Let's see what classics you have found from this past weekend. 
Whether it be bike related or not. 
Please include pictures as we do love pictures! 


I did receive one much needed bike item for my latest project.
The NOS Westfield badge.  New or old, I like it! 
Go red, white and blue!






It's all about the Rescue / Revival and of course the Tanklights!!

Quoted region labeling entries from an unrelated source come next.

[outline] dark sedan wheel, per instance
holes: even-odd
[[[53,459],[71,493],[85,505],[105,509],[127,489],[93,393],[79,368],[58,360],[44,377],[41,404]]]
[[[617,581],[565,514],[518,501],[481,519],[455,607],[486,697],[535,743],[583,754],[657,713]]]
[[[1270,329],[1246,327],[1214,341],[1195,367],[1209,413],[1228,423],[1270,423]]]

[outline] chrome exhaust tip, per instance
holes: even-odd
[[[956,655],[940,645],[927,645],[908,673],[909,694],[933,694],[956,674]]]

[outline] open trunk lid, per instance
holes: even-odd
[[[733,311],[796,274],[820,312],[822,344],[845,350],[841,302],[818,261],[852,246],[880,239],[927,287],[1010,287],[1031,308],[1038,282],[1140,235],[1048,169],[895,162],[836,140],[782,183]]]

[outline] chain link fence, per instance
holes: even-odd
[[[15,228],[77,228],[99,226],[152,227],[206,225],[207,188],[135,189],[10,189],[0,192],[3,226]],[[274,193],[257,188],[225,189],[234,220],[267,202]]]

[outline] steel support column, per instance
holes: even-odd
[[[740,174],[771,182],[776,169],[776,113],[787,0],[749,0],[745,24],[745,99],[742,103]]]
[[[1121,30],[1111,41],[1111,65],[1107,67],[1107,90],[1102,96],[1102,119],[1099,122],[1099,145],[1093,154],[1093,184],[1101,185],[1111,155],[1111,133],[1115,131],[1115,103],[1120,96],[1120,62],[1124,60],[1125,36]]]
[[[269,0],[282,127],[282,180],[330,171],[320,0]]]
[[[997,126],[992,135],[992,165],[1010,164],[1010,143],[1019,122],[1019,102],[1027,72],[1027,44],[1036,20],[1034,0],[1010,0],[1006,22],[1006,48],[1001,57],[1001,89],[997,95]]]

How did I run out of room so fast?

my FB page
https://m.facebook.com/antiquebikerescue


----------



## StevieZ (Aug 23, 2015)

I picked up this Pahntom. 1950 

[


----------



## petritl (Aug 23, 2015)

Not a big bike week; did pick up these reflectors:


----------



## catfish (Aug 23, 2015)

petritl said:


> Not a big bike week; did pick up these reflectors:




These are cool!


----------



## catfish (Aug 23, 2015)

jd56 said:


> I did receive one much needed bike item for my latest project.
> The NOS Westfield badge.  New or old, I like it!
> Go red, white and blue!
> 
> ...




Glad you got this badge. It's a nice one.


----------



## pedal_junky (Aug 23, 2015)

Hit an estate sale down the road, no bikes, did find a few neat things though. A Schrader tire pressure guage local to this area.  "Carolina Auto Supply House, Charlotte NC" .



Fraim padlock with key and a Yale, no key



A pair of Zenith ('52 I think) bakelite am/fm radios, (one works, the other needs a tuning cord) and a gas torch. Have not op checked the torch  




If you're NC local, or in the South, the folks here do a great job with the estate sales. You can get on the mailing list at the bottom of this page -》 http://www.estatesolutionscatawbavalley.com/upcoming-sales.html


----------



## JKT (Aug 23, 2015)

I drove over and picked this up Friday.. bought it off eBay just for the tool box seat to have restored for another bike... then upon further investigation I found out its a 1936 Rollfast V20 or K20... thought it might be a V200 or K200 so I striped off some paint on the fork to see if it was chrome underneath but no chrome.. and pulled off the crappy pin stripe tape... missing the tank and few things... if anyone has any of the missing pieces they will part with please PM me with what you have.... thanks


----------



## Greg M (Aug 23, 2015)

Finally, something to show.  This has been waiting for me to pick up since March (thanks Dave!). 1954 JC Higgins Jetflow.


----------



## cyclingday (Aug 23, 2015)

New to me this week, is this 1941 Ace badged Schwinn model BA 107.
It's kind of rough with dust and spider webs all over it, and the chrome is pretty toasty.
But, for some reason, I liked it.





Sent from my iPhone using Tapatalk


----------



## rustjunkie (Aug 23, 2015)




----------



## Dave K (Aug 23, 2015)

I really really really like this bike!!!!!  



cyclingday said:


> New to me this week, is this 1941 Ace badged Schwinn model BA 107.
> It's kind of rough with dust and spider webs all over it, and the chrome is pretty toasty.
> But, for some reason, I liked it.
> 
> ...


----------



## the tinker (Aug 23, 2015)

cyclingday said:


> New to me this week, is this 1941 Ace badged Schwinn model BA 107.
> It's kind of rough with dust and spider webs all over it, and the chrome is pretty toasty.
> But, for some reason, I liked it.
> 
> ...




Something about black and red.......always looks good.


----------



## bikewhorder (Aug 23, 2015)

the tinker said:


> Something about black and red.......always looks good.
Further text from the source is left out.